From the time of Abram, circumcision was a physical sign of a chosen people’s covenant relationship with God (Gen. 17:11). Although other nations also practiced circumcision, the rite took on a special meaning for the Jewish people. At the very least, it showed that God had a right to order even the most intimate and personal areas of their lives.

Some believe that, in a similar way, baptism later became a sign of a New Covenant for followers of Christ.

It must be understood, however, that these two pictures (circumcision and baptism) are not exact equivalents. Circumcision was to be performed only on males. Baptism is not gender-specific.

In addition, circumcision was done on male infants on the eighth day after their birth. Baptism, as described in the New Testament, was a public profession of personal faith in Christ. Circumcision was a mark of national identity. New Testament baptism was a sign of entrance into the international body of Christ.

Because of these distinctions, the most we can safely say is that circumcision foreshadowed the significance of baptism.

It’s also important to see how water baptism was practiced in Jewish culture prior to its New Testament meaning.


While I was on a trip to Israel, our study group spent several hours at Qumran. An archaeological dig is underway there to unearth the life and culture of the Essene sect, a conservative, ascetic Jewish group in the first century.

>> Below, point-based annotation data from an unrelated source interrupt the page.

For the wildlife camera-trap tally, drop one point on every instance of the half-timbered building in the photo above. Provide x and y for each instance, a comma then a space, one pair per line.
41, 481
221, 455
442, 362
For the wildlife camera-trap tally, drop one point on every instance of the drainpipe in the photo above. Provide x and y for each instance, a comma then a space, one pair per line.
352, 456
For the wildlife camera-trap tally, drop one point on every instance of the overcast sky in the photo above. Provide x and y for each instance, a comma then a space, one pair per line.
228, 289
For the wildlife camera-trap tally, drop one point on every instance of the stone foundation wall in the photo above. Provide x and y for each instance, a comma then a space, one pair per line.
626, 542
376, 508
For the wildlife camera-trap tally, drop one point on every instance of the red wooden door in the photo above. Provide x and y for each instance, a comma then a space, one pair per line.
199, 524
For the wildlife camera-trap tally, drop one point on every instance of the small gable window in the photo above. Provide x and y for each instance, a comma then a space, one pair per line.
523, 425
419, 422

As we toured this ancient community, one of the places we examined was an ancient mikvah. In their purification ceremonies, the Jews would descend a set of seven steps into the water, then exit by a different set of steps. This signified that the sins of which they had been cleansed had been left behind in the waters. It was a strategic part of the community life of the Essenes.

Today within Judaism, the purification ceremony of the mikvah (immersion in a ritual bath) is still practiced. Online encyclopedia Wikipedia says this of the mikvah:

Its main use nowadays is by Jewish women to achieve ritual purity after menstruation or childbirth, by Jewish men to achieve ritual purity, as part of a traditional procedure for conversion to Judaism, and (in some cases) for utensils used for eating and cooking.

This ancient practice of ceremonial cleansing is also used as a rite of spiritual conversion. According to Rabbi Maurice Lamm in Becoming A Jew:

Immersion, tevillah, is the common core component of every [traditional] Jewish conversion process, for male and female, adult and child, ignoramus and scholar. It is sine qua non, and a conversion ceremony without immersion is unacceptable to the traditional religious community and simply not Jewish in character.

In addition to the mikvah’s use for ceremonial cleansing and conversion, a metaphorical use of the word links the mikvah to the aspirations and hopes of Judaism.

Wikipedia further states:

The Hebrew word mikvah also means “hope.” The prophet Jeremiah repeatedly refers to this dual meaning in using rain, living water, and the mikvah itself as a symbol of hope in and from God (see Jer. 14:22; 17:13).

Above all, the mikvah expressed the hope that the provider God would care for and meet the needs of His people.

For the first-century Jewish community, all of these ideas could have converged in their understanding of baptism. New Testament followers of Christ would eventually conclude that when it came to baptism, what was past was simply a prologue. From a Christian point of view, one era was coming to an end.